Reporters sans frontières (Rsf) a rendu public, hier, son rapport 2022 sur le classement mondial de la liberté de la presse. Et le moins que l’on puisse dire est que la nouvelle n’est pas bonne pour le Sénégal. En effet, classé à la 49ème place en 2021, notre pays se retrouve à la 73ème sur un total de 180 pays. Ainsi, il perd 24 places au moment où d’autres pays voisins comme la Gambie arrive à la 50ème place, avec un bond de 35 points.
Classé 49ème en 2021, le Sénégal occupe la 73ème place dans le nouveau rapport 2022 du classement mondial de la liberté de la presse, soit une chute de 24 points. Dans la région ouest africaine, notre pays est devancé par le Cap-Vert qui est venu à la 36ème position ; la Côte d’Ivoire à la 37ème ; le Burkina Faso 41ème place ; la Gambie 50ème place, et qui gagne 35 points. Sur les critères de notation, le Comité de sept experts s’est essentiellement intéressé sur des critères définis. Il s’agit de «la possibilité effective pour les journalistes, en tant qu’individus et en tant que collectifs, de sélectionner, produire et diffuser des informations dans l’intérêt général, indépendamment des interférences politiques, économiques, légales et sociales, et sans menaces pour leur sécurité physique et mentale». Au regard de ces indications, la majeure partie des pays du continent africain se situent entre la tranche «situation problématique, situation difficile», précise-t-on dans le document de Reporters sans frontières (Rsf).
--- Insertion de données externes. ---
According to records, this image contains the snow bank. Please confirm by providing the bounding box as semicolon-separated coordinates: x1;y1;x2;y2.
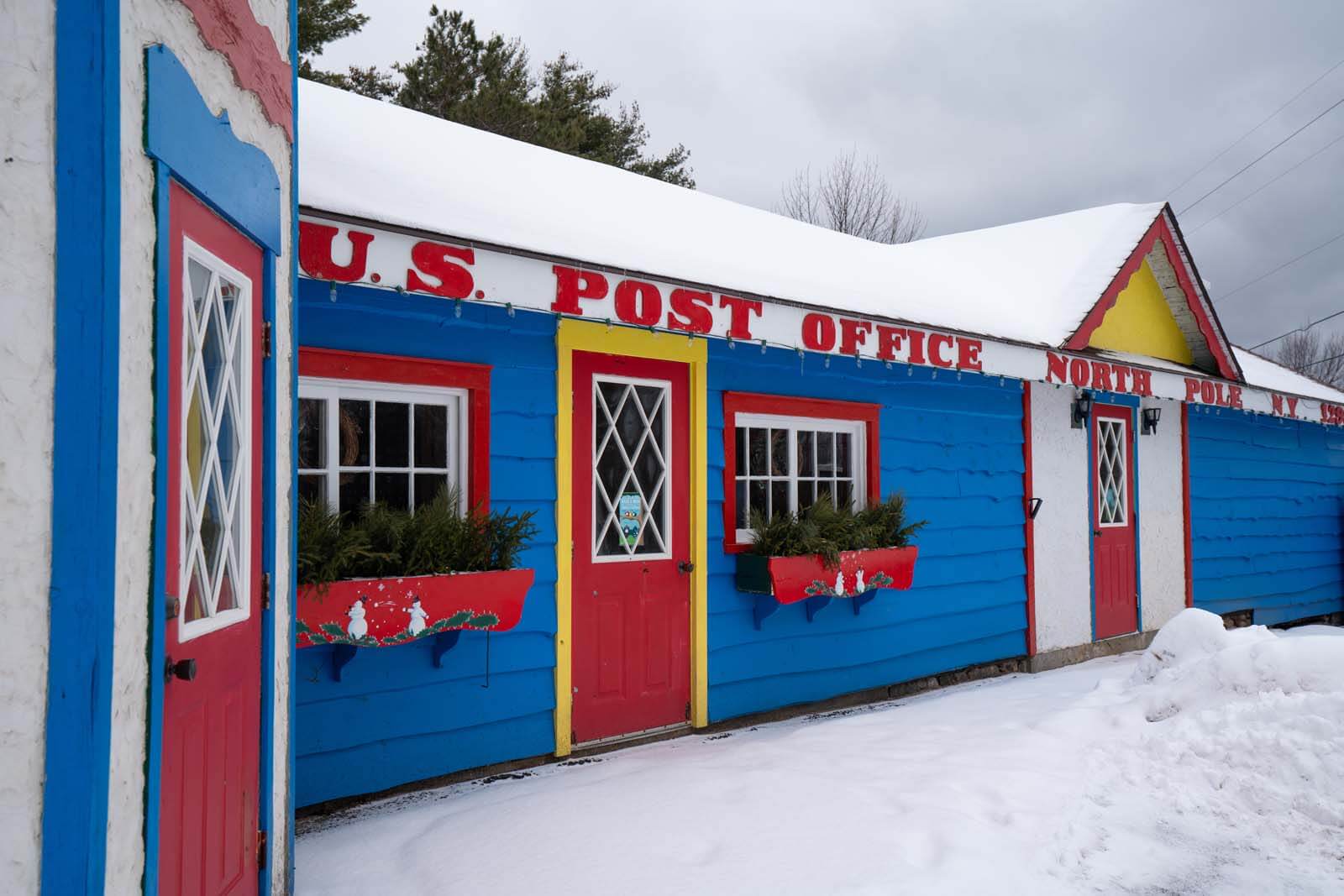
297;610;1344;896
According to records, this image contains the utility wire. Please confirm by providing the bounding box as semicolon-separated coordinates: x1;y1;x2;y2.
1302;352;1344;371
1180;97;1344;215
1167;59;1344;196
1218;225;1344;301
1248;311;1344;352
1189;134;1344;233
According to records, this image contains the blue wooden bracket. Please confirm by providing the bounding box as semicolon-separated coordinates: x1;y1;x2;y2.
332;643;358;681
802;594;831;622
751;594;780;631
849;589;878;616
430;629;462;669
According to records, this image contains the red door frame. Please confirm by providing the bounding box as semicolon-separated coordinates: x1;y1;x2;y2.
1087;403;1138;641
570;351;690;743
159;181;265;896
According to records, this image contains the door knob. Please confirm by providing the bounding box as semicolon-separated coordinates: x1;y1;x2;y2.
164;657;197;683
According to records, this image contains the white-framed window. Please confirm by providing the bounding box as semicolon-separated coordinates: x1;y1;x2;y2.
591;374;672;563
1097;418;1129;529
297;376;469;513
734;412;869;544
176;237;255;641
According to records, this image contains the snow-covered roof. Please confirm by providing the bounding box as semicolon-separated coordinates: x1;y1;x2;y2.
1232;345;1344;405
298;81;1344;401
298;82;1163;345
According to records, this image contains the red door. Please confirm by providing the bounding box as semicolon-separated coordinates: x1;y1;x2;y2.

Il faut signaler que ce classement révèle, toutefois, des exceptions dans certains pays en Afrique. Il s’agit des Seychelles, de la Namibie et de l’Afrique du Sud qui occupent respectivement le podium sur le continent. Car, la presse dans ces pays profite d’une situation plutôt «bonne». Par contre, une situation grave qui n’est pas enviable en Egypte, en Djibouti et en Erythrée. Ces pays africains figurent dans la bande rouge à l’instar de la Syrie, de l’Irak et de l’Arabie Saoudite ou encore de la Chine, de la Russie et de la Corée du Nord. «A l’échelle planétaire, seuls huit pays sont dans la bande verte. Ce qui prédit de bon augure pour la presse. Vingt-huit pays, soit un nombre record, sont en situation très grave en termes de liberté de la presse», relève le rapport du Classement mondial de la liberté de la presse de Rsf.
Au total, 12 pays passent dans la liste rouge du classement, dont le Bélarus (153e) et la Russie (155e) ; la Birmanie (176e) figure même aux côtés de la Corée du Nord (180e), de l’Érythrée (179e), de l’Iran (178e), du Turkménistan (177e) et de la Chine (175e). Le classement, qui évalue les conditions d’exercice du journalisme dans 180 pays et territoires, met aussi en exergue le «chaos informationnel actuel, soit un espace numérique globalisé et dérégulé, qui favorise les fausses informations et la propagande». En résulte une double polarisation, entre médias et entre États, qui intensifie les tensions.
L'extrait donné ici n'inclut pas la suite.